Now that we have that out of the way, let's go onto why I really love this show.  It's the aesthetics.  The scenery, the clothes, the hairstyles and the lifestyle.  I love them because it looks very much like the world I grew up in.  Granted Mad Men season 1 begins around 1960, 5 years before I actually made my premiere (and they don't hit 1965 until season 4), but the decor, the fashions, the lifestyle were more or less the same.  Don't forget Mad Men takes place in NY and NY is always a little bit ahead of the rest of the US, it takes a couple of years for things to hit us in the sticks (well, Pittsburgh), plus technology and lifestyle did not change in the lifespan of a fruit fly as it does today.  So, Mad Men looks very much like the world I grew up in.  The world of Corning Ware, canned vegetables and once-a-week trips to the beauty parlor.  I had totally forgotten that it was a regular thing that women used to sleep with curlers in their hair until Mad Men had reminded me of that.  The domesticity of women like Betty Draper was very much the norm when I grew up, albeit that my mother and most of her friends did not have the beauty and elegance of January Jones, they were more like Francine the neighbor, but still.  Women talking in the kitchen, over cigarettes and coffee while unobtrusively looking at their reflection in the coffee percolator was very much a part of my youth and my mother's lifestyle.  My mom went to the beauty parlor once a week like clockwork to get her hair done and and our house was very much like Don Draper's, we had a "good living room" that we kids were not allowed into except on special occasions and a lot of our life took place at the kitchen table.  My parents were never far from their cigarettes and ashtrays, fancy cigarette boxes and paperweight collections were considered high brow decor.  I actually have a few of my mom's former cigarette boxes and I use them as jewelry boxes.

Actually yesterday on Facebook I was scrolling through my news feed and a guy I went to high school with commented that he was finally watching Mad Men and that there was not a single likable character on the show.  I had never really thought of it that way but it is true.  Each character is reprehensible in a different way although most have their more likable traits as well.

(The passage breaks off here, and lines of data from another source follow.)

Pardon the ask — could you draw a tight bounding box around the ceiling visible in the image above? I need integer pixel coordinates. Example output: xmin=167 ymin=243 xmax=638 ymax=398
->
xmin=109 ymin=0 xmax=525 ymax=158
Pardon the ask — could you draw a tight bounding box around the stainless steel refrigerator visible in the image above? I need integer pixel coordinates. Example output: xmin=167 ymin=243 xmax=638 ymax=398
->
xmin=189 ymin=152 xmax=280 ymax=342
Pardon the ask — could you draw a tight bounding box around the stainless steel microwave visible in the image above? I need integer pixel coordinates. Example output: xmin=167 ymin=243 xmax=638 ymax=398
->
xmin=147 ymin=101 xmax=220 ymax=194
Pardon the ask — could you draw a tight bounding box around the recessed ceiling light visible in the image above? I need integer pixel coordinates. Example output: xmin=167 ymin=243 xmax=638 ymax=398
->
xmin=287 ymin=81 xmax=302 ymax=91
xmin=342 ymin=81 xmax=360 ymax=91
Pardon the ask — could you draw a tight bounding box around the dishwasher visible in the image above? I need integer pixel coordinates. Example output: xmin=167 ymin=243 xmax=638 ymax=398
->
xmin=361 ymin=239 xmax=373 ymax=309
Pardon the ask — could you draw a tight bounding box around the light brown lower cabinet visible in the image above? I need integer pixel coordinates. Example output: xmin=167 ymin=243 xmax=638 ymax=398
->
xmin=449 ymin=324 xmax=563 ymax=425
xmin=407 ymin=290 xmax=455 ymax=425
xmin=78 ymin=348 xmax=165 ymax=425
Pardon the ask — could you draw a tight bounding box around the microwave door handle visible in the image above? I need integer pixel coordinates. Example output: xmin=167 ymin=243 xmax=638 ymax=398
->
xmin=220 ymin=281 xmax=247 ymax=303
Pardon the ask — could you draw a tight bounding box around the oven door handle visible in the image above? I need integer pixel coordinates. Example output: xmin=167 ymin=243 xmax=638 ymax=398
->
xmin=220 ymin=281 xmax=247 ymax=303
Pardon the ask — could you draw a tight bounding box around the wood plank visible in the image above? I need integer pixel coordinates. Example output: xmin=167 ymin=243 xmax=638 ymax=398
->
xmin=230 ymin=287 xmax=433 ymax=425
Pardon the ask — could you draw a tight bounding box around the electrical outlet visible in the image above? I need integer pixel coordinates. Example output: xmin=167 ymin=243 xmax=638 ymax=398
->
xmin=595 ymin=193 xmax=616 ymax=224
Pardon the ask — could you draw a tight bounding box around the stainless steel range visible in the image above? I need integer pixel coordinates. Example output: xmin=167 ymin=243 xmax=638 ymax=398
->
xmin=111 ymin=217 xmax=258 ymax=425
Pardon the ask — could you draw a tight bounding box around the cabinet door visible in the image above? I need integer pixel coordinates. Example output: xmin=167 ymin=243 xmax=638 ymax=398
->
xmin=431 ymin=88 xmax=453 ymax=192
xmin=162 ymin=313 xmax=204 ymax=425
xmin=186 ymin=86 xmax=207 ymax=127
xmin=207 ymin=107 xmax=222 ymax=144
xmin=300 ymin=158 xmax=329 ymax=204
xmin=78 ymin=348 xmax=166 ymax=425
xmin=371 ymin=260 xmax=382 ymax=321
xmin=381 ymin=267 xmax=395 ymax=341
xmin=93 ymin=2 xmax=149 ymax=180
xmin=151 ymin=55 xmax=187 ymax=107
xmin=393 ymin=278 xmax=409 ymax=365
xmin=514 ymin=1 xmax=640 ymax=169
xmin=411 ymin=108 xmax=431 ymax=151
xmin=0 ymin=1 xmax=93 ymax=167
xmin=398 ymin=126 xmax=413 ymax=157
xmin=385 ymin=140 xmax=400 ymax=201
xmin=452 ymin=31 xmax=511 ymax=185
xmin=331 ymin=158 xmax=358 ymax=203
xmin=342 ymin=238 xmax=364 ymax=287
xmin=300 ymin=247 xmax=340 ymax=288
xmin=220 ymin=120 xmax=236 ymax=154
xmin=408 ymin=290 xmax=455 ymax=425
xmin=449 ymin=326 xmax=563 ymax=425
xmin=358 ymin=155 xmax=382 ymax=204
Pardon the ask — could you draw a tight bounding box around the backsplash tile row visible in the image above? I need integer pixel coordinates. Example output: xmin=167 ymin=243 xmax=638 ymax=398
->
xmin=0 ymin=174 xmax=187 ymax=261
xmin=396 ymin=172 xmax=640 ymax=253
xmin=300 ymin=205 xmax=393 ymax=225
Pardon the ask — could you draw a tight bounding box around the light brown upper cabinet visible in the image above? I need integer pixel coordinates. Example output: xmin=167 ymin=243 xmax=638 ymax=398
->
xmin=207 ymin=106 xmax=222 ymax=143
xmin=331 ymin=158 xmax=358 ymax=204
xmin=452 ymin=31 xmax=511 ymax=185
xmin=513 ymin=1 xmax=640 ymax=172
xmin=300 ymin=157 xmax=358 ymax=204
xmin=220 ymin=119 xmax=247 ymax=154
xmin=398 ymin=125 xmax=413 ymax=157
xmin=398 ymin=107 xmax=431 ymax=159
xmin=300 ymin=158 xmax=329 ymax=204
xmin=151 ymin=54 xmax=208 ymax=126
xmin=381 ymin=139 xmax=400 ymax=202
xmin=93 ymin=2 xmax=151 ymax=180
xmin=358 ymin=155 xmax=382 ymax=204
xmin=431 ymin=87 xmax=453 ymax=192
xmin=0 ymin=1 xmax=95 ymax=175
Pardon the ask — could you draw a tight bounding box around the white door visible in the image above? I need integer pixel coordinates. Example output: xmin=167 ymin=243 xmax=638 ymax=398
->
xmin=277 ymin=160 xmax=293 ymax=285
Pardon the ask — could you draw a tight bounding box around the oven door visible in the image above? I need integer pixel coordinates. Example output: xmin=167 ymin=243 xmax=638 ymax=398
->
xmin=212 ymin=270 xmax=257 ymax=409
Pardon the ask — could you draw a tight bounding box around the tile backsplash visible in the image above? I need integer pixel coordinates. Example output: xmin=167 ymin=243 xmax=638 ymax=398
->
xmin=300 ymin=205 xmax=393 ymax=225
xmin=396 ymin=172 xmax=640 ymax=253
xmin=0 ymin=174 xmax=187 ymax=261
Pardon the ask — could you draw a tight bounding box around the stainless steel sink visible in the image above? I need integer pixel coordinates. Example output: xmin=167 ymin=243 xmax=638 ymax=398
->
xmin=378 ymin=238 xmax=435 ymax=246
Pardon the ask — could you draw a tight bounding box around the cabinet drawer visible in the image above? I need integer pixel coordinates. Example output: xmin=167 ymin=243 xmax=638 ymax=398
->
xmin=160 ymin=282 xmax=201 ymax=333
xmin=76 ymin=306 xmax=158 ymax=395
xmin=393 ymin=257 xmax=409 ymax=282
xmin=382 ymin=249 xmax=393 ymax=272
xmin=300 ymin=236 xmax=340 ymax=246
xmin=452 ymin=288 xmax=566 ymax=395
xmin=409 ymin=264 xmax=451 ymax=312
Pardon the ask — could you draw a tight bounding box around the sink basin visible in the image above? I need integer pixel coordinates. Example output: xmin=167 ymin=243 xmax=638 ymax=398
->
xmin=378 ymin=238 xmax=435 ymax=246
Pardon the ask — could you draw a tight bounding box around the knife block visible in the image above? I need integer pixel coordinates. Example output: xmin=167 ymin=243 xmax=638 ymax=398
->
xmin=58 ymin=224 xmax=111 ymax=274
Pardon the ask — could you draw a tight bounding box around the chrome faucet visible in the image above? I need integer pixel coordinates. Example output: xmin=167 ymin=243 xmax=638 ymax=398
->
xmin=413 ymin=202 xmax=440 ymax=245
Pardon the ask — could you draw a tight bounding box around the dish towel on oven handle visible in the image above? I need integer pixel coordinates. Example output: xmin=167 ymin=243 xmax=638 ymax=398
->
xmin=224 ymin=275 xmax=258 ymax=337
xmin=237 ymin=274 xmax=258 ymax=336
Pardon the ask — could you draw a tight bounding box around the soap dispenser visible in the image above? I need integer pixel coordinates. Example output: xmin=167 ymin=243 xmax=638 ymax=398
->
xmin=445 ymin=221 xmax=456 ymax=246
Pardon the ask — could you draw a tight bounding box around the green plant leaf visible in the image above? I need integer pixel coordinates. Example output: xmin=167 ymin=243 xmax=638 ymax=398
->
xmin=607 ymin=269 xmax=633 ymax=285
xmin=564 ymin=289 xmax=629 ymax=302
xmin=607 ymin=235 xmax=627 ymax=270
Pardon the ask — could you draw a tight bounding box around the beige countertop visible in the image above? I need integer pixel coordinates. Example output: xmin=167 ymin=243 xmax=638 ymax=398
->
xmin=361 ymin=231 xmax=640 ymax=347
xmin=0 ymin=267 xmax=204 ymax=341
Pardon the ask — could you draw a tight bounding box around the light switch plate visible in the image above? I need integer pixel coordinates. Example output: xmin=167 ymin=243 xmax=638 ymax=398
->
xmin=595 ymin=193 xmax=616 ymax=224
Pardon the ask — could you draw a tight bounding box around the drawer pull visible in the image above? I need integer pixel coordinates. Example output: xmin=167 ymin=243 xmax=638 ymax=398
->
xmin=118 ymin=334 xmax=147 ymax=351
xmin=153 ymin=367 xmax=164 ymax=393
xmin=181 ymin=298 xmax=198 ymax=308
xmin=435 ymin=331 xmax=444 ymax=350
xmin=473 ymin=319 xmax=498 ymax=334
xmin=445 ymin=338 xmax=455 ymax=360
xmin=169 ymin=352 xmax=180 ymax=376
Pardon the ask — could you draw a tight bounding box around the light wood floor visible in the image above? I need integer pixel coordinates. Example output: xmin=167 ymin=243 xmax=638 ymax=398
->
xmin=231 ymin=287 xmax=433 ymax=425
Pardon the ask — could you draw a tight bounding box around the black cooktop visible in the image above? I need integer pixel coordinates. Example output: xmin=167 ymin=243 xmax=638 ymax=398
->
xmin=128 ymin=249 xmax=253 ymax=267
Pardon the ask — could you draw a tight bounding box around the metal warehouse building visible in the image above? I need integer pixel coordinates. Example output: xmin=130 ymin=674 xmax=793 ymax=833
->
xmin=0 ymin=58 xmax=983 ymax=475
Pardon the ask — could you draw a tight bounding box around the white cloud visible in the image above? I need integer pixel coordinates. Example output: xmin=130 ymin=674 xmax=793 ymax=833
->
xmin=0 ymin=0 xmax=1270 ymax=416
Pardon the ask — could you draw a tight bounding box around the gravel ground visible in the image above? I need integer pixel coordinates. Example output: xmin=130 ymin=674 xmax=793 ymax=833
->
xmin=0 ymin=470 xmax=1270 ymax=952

I do think, that while there has been a lot of great television out there, the best two shows in the last two decades are The Sopranos and Mad Men.  I think for me a lot of reason these shows resonate so well to me, is that I see in their plots and characters so much similarity to the life I had both growing up and what I have now.  I think that what is more is that both series are shot during a specific period of time and reflect that time, it's feel, it's attitudes and it's views very succinctly.  In addition, both protagonists, Don Draper and Tony Soprano are struggling, trying to figure out who they really are -- the men that their image defines, or are they really someone else.  I find it interesting that both men address the emptiness in their lives through a haze of booze, drugs and countless extramarital affairs.  Both men had very difficult childhoods.  Both shows are dark and paint a rather empty view of American life and point out that wanton materialism is not the answer.

Who knows, maybe I just like the bad boys.

1 comment:

  1. Thanks for the shout out! Glad you like Mad Men, it's such a fantastic show. And I think you'll really like Friday Night Lights when you get to it, because we seem to have similar taste. I was hesitant, but then devoured all the seasons within a month.